Insomma, tutti i segnali che arrivano dall’ambiente circostante modificano il modo in cui pensiamo e ci comportiamo.

Molti non riescono a crederci, ed è normale: siamo razionalmente convinti di esercitare il massimo controllo sulle nostre scelte.

Anche se la realtà ci dice che sappiamo su noi stessi molto meno di quanto crediamo di sapere (questa è presa in prestito dal grande Daniel Kahneman).

Priming e marketing

Puoi quindi ben immaginare, dopo quello che ci siamo detti fin qui, come basti essere sovraesposti a un determinato messaggio pubblicitario perché questo influisca sul nostro comportamento.

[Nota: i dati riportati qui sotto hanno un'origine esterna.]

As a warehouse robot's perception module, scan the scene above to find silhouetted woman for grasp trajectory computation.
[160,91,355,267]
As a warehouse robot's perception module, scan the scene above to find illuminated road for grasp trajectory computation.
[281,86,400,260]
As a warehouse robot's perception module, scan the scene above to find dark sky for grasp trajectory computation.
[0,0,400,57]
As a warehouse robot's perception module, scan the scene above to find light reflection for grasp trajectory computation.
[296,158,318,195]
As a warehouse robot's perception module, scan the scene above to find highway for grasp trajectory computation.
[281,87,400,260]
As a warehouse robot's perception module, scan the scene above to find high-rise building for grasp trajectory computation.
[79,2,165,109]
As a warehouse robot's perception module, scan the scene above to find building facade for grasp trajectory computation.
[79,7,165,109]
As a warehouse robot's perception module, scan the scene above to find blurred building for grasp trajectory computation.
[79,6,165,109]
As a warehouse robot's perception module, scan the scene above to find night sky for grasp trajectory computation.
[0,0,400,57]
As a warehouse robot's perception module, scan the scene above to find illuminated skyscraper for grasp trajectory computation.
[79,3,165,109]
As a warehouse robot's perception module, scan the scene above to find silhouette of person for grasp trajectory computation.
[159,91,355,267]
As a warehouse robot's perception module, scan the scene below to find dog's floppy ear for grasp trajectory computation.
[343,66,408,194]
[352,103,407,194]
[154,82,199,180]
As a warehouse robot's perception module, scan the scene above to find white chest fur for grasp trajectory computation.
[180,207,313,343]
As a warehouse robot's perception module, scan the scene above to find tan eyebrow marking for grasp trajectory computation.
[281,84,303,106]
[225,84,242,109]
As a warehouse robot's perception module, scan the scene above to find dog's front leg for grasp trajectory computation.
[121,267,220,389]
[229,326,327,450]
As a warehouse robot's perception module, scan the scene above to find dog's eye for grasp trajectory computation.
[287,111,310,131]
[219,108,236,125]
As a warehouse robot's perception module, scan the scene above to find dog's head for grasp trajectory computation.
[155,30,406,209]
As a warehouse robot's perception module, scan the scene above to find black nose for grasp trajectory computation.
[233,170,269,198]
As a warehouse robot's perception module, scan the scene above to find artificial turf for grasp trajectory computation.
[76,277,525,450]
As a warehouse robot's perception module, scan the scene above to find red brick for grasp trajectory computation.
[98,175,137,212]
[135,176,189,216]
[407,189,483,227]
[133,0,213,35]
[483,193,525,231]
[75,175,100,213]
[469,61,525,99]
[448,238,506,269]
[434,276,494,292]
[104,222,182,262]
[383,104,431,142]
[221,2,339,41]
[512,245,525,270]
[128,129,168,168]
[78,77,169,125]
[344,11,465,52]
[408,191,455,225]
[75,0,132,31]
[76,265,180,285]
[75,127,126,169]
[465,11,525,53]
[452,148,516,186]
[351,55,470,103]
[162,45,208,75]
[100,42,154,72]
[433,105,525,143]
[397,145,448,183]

Lo psicologo Robert Zajonc, partendo da considerazioni di questo tipo, arrivò a dimostrare il fenomeno che lui stesso definì “mera esposizione”: all’aumentare della frequenza di un dato stimolo, aumenta anche il grado di apprezzamento del pubblico verso di esso.

In termini di marketing studi del genere confermano l’importanza delle strategie finalizzate alla brand awareness, vale a dire alla creazione di consapevolezza nei confronti dell’azienda.

E più in generale, è evidente come il concetto di mera esposizione sia legato alla necessità di una potente presenza digitale delle imprese di piccole, medie e grandi dimensioni.

Potente e soprattutto strutturata come si deve.

Già, perché Zajonc dimostrò anche un altro effetto della mera esposizione: il massimo apprezzamento si raggiunge entro un dato numero di esposizioni. Se l’esposizione supera certi limiti, il grado di apprezzamento inizierà a ridursi alla stessa velocità con cui è aumentato. Non solo: se lo stimolo viene ritenuto poco gradevole, la mera esposizione non farà altro che renderlo sempre meno gradevole agli occhi dei clienti.

Traduzione: muoversi da soli sul web non solo non produce buoni risultati, ma può compromettere quelli che hai già raggiunto.

Traduzione 2: per ottenere risultati eccellenti, l’esposizione dei potenziali clienti alle tue offerte e ai tuoi contenuti deve essere organizzata con strategia e competenza.
Devi mostrare la tua proposta nel momento giusto e alle persone giuste.

Ecco perché nei piani marketing personalizzati che realizziamo gratuitamente per le aziende, assegniamo alla brand awareness e alla creazione di una custom audience (un pubblico personalizzato funzionalmente agli obiettivi dell’azienda) un ruolo specifico e rilevante.

Perché non basta farsi vedere spesso dai tuoi clienti.
Conta soprattutto farsi vedere bene.